The ski partners spent the next two years hammering out terms. McClelland provided seller financing to make the deal affordable for Wise, and signed on to work for a year alongside him for a smooth transition. “I think the lesson for sellers in the space is, give it time to find the right buyer and transition to a new owner,” Wise says. “I knew that after being a family-owned business for 40 years, it would be a bad plan to create any separation between community relationships and institutional knowledge.”
These ties proved crucial when COVID hit. Doors remained locked for 10 weeks, a crippling blow to a store where 85 percent of revenue is in-store sales, and forced Wise to furlough staff. McClelland adjusted payment terms to create a cushion against unknowns. As storefronts opened back up, employees returned and worked with Wise to prepare for an uncertain future. That included an accelerated update to The Mountaineer’s e-commerce functionality—online sales are up 150 percent since 2020—as well as upping orders for Appalachian Trail gear and expanding avalanche education as people opted for backcountry over resort crowds. “At first, COVID-19 brought a fairly predictable set of ripples,” Wise says, “but now it’s just chop.” In 2021, revenue was up 30 percent over an average year. Wise sees that as an outlier, and now says he tries to juggle what’s happening with overseas lockdowns, shipping delays, inflation, and markdowns on stockpiled inventory from big box stores with charting The Mountaineer’s next moves.

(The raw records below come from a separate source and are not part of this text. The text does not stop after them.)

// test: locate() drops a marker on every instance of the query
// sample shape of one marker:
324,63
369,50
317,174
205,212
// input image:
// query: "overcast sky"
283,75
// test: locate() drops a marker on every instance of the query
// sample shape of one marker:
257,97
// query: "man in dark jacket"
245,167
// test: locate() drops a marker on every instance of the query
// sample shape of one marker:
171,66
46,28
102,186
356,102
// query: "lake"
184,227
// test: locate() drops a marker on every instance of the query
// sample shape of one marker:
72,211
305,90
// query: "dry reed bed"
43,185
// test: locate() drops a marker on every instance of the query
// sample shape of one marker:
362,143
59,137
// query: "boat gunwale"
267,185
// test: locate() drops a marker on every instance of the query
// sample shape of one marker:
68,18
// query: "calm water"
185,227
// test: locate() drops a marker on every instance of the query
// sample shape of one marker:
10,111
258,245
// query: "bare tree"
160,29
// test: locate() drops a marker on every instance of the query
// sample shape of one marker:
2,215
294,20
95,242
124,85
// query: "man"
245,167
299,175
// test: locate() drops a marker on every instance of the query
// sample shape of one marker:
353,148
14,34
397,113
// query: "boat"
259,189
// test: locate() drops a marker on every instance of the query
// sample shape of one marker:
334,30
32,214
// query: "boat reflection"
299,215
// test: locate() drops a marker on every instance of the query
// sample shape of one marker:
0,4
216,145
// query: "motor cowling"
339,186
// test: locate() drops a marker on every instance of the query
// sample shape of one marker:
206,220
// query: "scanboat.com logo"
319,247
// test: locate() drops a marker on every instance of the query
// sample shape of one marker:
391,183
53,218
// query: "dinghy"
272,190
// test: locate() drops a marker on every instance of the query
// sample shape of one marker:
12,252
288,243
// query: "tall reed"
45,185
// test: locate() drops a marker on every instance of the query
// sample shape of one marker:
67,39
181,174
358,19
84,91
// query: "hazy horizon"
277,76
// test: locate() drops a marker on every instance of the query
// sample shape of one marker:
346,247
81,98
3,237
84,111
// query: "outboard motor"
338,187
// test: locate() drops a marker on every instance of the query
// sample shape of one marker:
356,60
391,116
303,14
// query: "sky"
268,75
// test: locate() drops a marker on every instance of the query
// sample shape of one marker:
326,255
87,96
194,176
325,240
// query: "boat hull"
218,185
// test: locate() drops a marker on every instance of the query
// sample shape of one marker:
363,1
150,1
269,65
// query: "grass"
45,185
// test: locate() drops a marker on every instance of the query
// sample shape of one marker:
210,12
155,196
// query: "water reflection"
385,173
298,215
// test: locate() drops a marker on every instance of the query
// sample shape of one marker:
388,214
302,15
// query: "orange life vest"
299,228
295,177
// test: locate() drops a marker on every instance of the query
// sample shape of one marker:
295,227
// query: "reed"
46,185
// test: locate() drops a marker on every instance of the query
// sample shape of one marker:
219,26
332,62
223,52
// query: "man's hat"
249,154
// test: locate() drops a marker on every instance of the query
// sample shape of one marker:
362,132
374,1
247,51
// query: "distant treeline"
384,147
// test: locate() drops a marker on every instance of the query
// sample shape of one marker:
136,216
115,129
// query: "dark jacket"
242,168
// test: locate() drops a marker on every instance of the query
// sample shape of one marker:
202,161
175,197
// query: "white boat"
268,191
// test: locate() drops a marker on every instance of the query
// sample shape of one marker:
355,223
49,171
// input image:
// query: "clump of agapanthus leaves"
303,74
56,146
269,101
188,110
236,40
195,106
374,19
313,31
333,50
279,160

He’s also made changes to give staff updated tools to navigate those waters. While McClelland held onto old-fashioned registers, Wise implemented a computerized point of sale system to capture customer data and track inventory sell-through. The Mountaineer’s in-store book selections are now complemented by expanded inventory on bookshop.org, which gives independent booksellers an online platform. As Wise studied merchandising, he moved clearance sales from off-site to the upstairs loft. He used more rough-cut pine to construct shelves for unfurled sleeping bags and inflated sleeping pads. “Now people just pull them out to test on the floor,” Wise says.
Wise’s primary residence is still in southern Vermont as his wife continues her nursing career and the youngest of his three children completes high school. They’ve also become involved in the family business: Nancy developed the store’s COVID-19 protocols and daughter Hannah, a college student, is in her fourth summer on staff. “My biggest role is making sure staff has what they need to do what they do as buyers and customer service on the floor,” he says. Wise spends Tuesday to Friday each week in Keene Valley, splitting his store hours between a conference room crowded with 2023 ski boot boxes and the floor.
He also continues the tradition of prioritizing customer trust and loyalty. His own gear closet reminds him of what that looks like. That same 2002 Mammut jacket is still in rotation for winter chores like splitting wood and feeding chickens in brittle Northeast winters. “As long as we focus on making any outdoor experiences richer,” he says, “we’ll always be relevant.” And The Mountaineer’s legacy will live on.